The outlier GP practices were identified for all time points using the interquartile range (IQR) method for outlier detection . Accordingly, a practice with the prescribing rate that fell outside either 1.5 times the IQR below the first quartile or 1.5 times the IQR above the third quartile, was considered to be an ‘outlier’. We however acknowledge that a statistical outlier in terms of prescribing rate is not necessarily an example of inappropriate practice.
The differences in the mean number of prescribing rates, for the rural and urban practices as well as practices located in areas of different levels of socioeconomic deprivation, were assessed using an unpaired t-test . The equality of variances of prescribing rates for above-mentioned practice categories was evaluated using F-test . The normality of prescribing data was confirmed with Shapiro-Wilks test .
To determine if temporal changes in variability of rates and costs of prescribing underwent a statistically significant upward or downward trend over the study period, we used the Mann–Kendall test which has been commonly employed to detect trends in series of data [33,34].
The relationship between rates and cost of prescribing was explored with Spearman's rank correlation (rho) . We chose the Spearman correlation measure due to it insensitivity to individual contribution of outliers.
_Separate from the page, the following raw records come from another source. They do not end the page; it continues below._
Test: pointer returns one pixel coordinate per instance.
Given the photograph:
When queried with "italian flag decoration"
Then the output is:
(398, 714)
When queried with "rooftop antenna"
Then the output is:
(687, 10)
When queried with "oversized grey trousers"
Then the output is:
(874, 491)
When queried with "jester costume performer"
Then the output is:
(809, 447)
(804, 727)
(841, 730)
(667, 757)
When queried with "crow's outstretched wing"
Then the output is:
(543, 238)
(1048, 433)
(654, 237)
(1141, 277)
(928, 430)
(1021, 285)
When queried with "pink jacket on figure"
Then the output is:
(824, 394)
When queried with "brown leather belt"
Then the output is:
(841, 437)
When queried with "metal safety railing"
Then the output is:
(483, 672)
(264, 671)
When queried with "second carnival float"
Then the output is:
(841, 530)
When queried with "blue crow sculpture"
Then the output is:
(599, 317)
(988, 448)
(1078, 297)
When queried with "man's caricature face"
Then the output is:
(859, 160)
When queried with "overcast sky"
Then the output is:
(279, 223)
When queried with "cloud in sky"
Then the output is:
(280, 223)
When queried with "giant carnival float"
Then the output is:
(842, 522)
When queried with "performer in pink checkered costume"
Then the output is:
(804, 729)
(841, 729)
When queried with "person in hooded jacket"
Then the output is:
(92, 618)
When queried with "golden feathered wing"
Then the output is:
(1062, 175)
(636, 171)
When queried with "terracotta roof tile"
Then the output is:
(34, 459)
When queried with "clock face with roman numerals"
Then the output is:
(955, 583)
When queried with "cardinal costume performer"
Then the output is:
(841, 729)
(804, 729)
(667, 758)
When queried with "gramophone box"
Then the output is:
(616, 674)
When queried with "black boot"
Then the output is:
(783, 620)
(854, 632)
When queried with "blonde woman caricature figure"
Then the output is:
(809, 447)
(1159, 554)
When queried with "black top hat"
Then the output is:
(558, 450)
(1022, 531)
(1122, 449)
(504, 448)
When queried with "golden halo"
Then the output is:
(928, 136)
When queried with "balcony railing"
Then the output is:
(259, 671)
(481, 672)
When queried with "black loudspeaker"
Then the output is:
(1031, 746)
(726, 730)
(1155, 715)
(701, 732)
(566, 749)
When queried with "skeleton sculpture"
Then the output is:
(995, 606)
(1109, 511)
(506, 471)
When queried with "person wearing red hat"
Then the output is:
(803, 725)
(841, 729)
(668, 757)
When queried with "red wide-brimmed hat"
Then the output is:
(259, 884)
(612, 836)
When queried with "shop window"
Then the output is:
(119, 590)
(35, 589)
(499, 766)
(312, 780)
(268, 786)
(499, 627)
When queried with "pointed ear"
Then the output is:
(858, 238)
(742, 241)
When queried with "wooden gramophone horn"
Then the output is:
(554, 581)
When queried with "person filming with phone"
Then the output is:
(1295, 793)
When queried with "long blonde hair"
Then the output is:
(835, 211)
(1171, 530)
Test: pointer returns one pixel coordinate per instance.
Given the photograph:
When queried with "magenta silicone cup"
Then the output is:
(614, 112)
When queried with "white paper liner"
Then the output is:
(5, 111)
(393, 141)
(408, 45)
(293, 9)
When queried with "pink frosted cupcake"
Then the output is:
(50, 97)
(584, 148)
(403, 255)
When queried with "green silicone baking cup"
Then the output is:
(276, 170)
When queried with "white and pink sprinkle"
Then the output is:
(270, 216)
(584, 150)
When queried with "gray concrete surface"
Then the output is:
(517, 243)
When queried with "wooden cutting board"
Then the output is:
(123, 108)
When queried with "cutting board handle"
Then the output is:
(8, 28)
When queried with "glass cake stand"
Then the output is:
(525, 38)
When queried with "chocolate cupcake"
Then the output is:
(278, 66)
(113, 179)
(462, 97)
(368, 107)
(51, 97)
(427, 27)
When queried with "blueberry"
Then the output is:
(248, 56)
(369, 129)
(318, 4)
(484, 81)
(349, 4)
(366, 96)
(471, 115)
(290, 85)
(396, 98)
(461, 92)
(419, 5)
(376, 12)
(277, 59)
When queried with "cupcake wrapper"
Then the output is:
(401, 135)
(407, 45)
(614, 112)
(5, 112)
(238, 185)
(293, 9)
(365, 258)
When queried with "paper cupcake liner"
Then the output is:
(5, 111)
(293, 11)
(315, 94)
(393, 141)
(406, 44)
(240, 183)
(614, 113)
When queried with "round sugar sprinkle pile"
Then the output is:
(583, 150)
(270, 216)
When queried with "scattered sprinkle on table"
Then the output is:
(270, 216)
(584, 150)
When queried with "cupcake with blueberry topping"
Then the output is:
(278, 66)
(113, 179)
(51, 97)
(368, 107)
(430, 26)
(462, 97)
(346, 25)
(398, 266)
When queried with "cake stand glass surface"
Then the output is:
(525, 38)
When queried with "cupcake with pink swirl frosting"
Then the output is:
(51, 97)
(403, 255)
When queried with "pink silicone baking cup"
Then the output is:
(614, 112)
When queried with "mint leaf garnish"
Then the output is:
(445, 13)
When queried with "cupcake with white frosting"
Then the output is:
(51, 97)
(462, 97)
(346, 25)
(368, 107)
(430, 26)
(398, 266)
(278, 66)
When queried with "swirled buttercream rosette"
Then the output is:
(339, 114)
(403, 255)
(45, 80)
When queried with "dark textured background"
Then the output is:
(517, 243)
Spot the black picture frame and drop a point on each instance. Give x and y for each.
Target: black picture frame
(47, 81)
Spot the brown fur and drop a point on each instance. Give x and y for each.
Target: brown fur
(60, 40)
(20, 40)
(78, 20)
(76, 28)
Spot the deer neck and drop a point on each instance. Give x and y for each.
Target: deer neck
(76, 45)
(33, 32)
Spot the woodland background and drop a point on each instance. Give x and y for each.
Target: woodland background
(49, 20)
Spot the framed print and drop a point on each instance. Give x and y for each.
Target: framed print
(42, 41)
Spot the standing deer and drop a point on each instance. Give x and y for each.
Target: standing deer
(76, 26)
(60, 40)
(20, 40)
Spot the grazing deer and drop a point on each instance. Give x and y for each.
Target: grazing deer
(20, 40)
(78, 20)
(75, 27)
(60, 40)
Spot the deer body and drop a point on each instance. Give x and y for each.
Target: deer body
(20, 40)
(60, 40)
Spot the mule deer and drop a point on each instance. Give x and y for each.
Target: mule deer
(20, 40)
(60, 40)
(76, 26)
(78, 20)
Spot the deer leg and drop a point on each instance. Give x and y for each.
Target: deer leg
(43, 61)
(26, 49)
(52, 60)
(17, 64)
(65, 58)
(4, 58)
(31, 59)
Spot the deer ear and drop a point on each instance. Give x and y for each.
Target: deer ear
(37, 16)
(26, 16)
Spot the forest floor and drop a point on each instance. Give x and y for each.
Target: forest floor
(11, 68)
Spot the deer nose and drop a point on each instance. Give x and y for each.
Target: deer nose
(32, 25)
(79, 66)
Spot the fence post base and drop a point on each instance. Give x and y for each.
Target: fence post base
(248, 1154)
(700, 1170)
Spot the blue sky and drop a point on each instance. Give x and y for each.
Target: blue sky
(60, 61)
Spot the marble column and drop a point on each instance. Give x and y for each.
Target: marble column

The strength of correlation was defined as very weak for |rho| = 0.2 to 0.39, moderate for |rho| = 0.4 to 0.59, strong for |rho| = 0.6 to 0.79, and very strong for |rho| = 0.8 to 1 .
The total number of patients registered at 55 general practices providing services throughout 2013–16 increased from 318,057 in 2013–14 to 326,429 in 2015–16. Over this time, the total actual prescription cost continued to rise from £58,669,971 in 2013–14 to £63,803,168 in 2015–16.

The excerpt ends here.